In any case, I believe that laws enacting guardianship-style principles in the keeping of pets would be difficult to enforce and hard on the poor. Though, as a veterinarian, I’d probably make a lot more money, I’m not sure I’m philosophically able to bear the societal consequences of a world where pets belong exclusively to the affluent.
For some reason, this is what I always think about when people talk guardianship vs. ownership. I’m sure there are a lot of positives to guardianship laws, but I always worry about the messiness this brave new world might bring.

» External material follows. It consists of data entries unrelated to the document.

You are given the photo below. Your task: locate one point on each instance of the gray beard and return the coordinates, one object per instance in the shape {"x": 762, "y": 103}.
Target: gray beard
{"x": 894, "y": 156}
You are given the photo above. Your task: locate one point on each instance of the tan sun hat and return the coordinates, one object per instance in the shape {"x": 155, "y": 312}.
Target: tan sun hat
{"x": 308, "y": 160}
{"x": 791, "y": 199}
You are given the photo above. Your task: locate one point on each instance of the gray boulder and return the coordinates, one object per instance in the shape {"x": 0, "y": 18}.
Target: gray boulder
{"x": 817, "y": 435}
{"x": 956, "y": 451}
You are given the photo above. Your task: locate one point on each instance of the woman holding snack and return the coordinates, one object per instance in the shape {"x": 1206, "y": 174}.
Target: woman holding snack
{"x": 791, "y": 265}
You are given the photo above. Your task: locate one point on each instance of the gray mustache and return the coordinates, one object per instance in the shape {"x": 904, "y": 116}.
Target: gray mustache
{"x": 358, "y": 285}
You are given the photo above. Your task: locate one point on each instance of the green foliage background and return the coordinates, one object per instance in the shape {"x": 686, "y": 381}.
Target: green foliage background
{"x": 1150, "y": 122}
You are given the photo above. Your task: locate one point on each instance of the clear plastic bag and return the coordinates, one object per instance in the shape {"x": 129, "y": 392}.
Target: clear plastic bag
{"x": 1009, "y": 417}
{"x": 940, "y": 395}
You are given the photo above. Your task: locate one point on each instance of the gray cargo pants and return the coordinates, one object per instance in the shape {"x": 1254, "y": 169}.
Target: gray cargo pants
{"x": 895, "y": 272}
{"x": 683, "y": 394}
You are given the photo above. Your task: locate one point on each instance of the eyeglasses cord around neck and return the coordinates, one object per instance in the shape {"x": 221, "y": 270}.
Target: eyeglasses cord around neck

That’s why I’ll argue that what we really need are stronger humane treatment laws where dogs and cats are no longer subject to shoddy or no care –– especially when they deserve to be euthanized if care can’t be provided for financial reasons. (Here, I refer to the extreme cases where dogs are chained to trees or can no longer move and yet they lay at home on a back porch in their own filth. Anyone who works in humane services or rescue knows how it happens.)
Ultimately, we need higher standards of care for their own sake, not by virtue of widespread laws that force the responsible among us to seek them out… or else. Education, expansion of humane animal services and more uniform standards for basic veterinary care would be my preferred tools. Barring that, seeking out the worst offenders and punishing them harshly and publicly would be the next best thing.
Perhaps guardianship laws would never reach so far as to challenge our entire system of veterinary care, but, as a veterinarian, I can’t help thinking in terms of the worst-case scenario. How does your perspective inform you?